Interviewed to coincide with the release of two new reports for the Inverloch Coastal Resilience Project, Professor Tomlinson said: “My personal view is that the dune erosion that is occurring at Inverloch Surf Beach calls for low key, coastal protection to be done in parallel with the development of a longer-term solution to the problem.
“Our natural defence, the dunes, need a helping hand. Active dune management involving dune renourishment, wet sand fencing, managing beach access, maintaining native vegetation and fencing off sections of the dunes will all help to maintain the buffer provided by the dunes.
“The whole dune system needs to be managed, both on the ocean side and the land side.”
Professor Tomlinson’s comments came as the Inverloch Coastal Resilience Project released an update of its Inverloch Surf Beach Monitoring Report.

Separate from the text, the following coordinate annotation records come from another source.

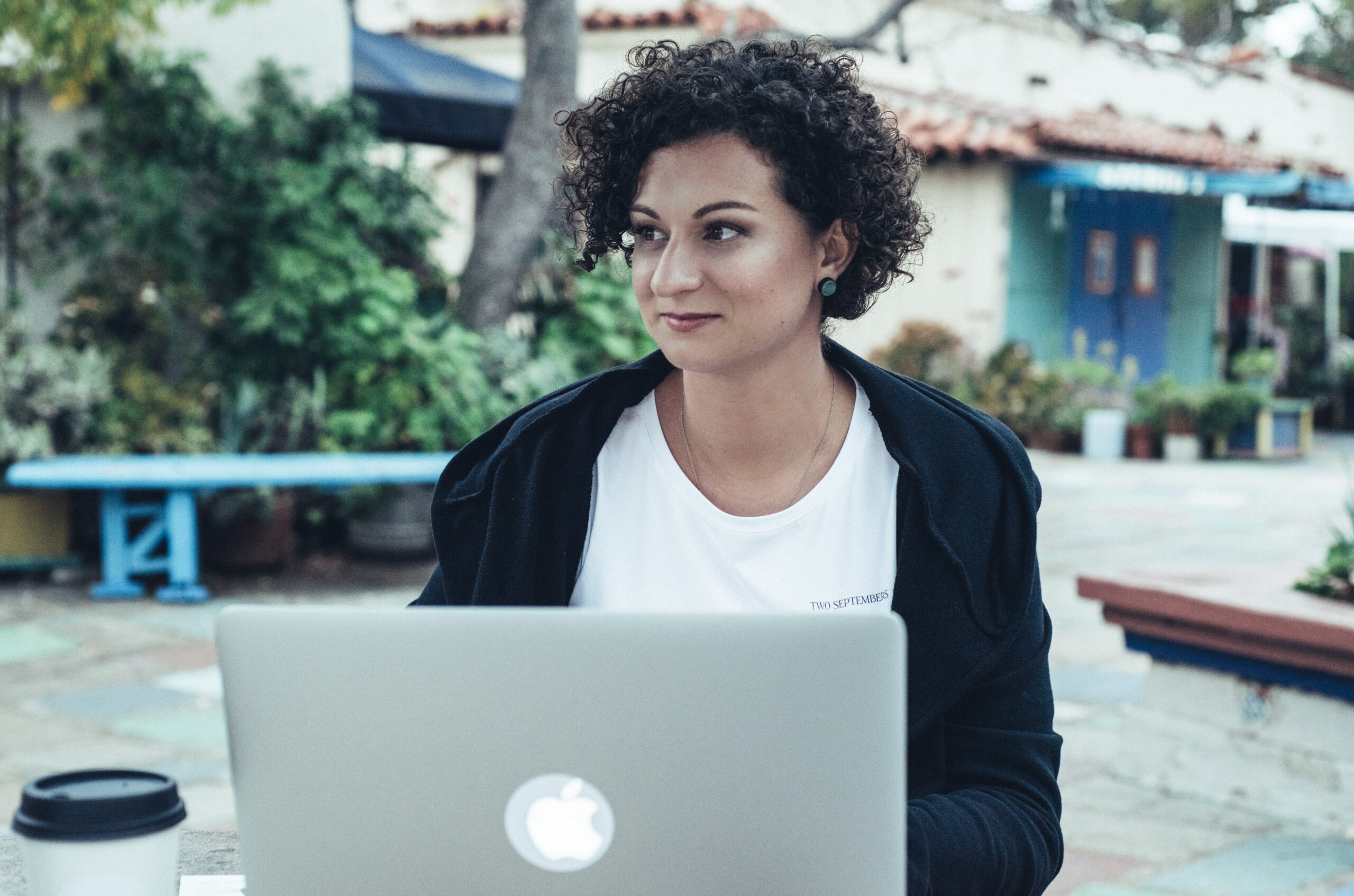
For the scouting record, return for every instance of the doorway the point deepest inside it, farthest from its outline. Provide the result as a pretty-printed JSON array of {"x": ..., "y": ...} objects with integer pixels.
[{"x": 1119, "y": 245}]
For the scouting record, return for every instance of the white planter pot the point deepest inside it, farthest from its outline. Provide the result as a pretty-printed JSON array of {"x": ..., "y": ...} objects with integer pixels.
[
  {"x": 1103, "y": 435},
  {"x": 1181, "y": 449}
]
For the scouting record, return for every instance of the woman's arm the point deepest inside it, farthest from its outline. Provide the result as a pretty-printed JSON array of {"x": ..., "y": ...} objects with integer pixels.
[{"x": 994, "y": 829}]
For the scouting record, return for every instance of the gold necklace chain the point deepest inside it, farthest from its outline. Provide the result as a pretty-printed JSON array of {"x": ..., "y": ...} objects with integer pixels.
[{"x": 691, "y": 459}]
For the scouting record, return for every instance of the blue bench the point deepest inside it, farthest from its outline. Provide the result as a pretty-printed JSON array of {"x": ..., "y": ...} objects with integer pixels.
[{"x": 173, "y": 523}]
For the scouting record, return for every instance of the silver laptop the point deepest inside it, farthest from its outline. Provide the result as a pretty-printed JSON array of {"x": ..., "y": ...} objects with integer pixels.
[{"x": 559, "y": 752}]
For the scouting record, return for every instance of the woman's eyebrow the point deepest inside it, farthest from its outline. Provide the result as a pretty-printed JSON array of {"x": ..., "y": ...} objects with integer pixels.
[{"x": 717, "y": 206}]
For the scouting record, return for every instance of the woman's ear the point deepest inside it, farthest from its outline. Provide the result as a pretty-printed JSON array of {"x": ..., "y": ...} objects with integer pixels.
[{"x": 838, "y": 244}]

Recent analysis by the project team has found the coastline at Wreck Creek, west of the surf club, has receded by 70 metres since 2010, with approximately 2.8 hectares of dune vegetation swept away between Cape Paterson Road and the surf club. Beach monitoring has confirmed the coastline receded by 8 metres since February 2020 alone, with the vegetated dunes receding by an additional 30 metres at the new Wreck Creek breakthrough.
Inverloch Coastal Resilience project leader Philip Heath said: “Without the types of low-key intervention supported by Professor Tomlinson, further breakthroughs are likely to occur at Wreck Creek over the next six months, threatening the ecological values of the Wreck Creek system and leaving Surf Parade and adjoining residences vulnerable.
“Similarly, the remaining mature Coast Banksia trees at Flat Rocks will be lost within the next 18 months without protection, leaving the adjacent section of Cape Paterson Road at risk.
“We reiterate our call on the authorities to implement pro-active dune management along the surf beach and, in particular, at the priority protection zones we have identified at Wreck Creek and Flat Rocks.
“Both reports have been distributed to the Department of Environment, Land, Water and Planning, Bass Coast Shire and other members of the Victorian government’s Inverloch Coastal Protection Working Group, as well as the Coastal Hazard Assessment consultants, and we look forward to their response.”
Professor Tomlinson’s report and the Society’s ‘Inverloch Surf Beach Monitoring Report – February 2021 Update’ are available at the South Gippsland Conservation Society website at sgcs.org.au, where the ‘Inverloch Coastal Resilience Project Report’ and the ‘Coastline in Crisis’ documentary can also be viewed.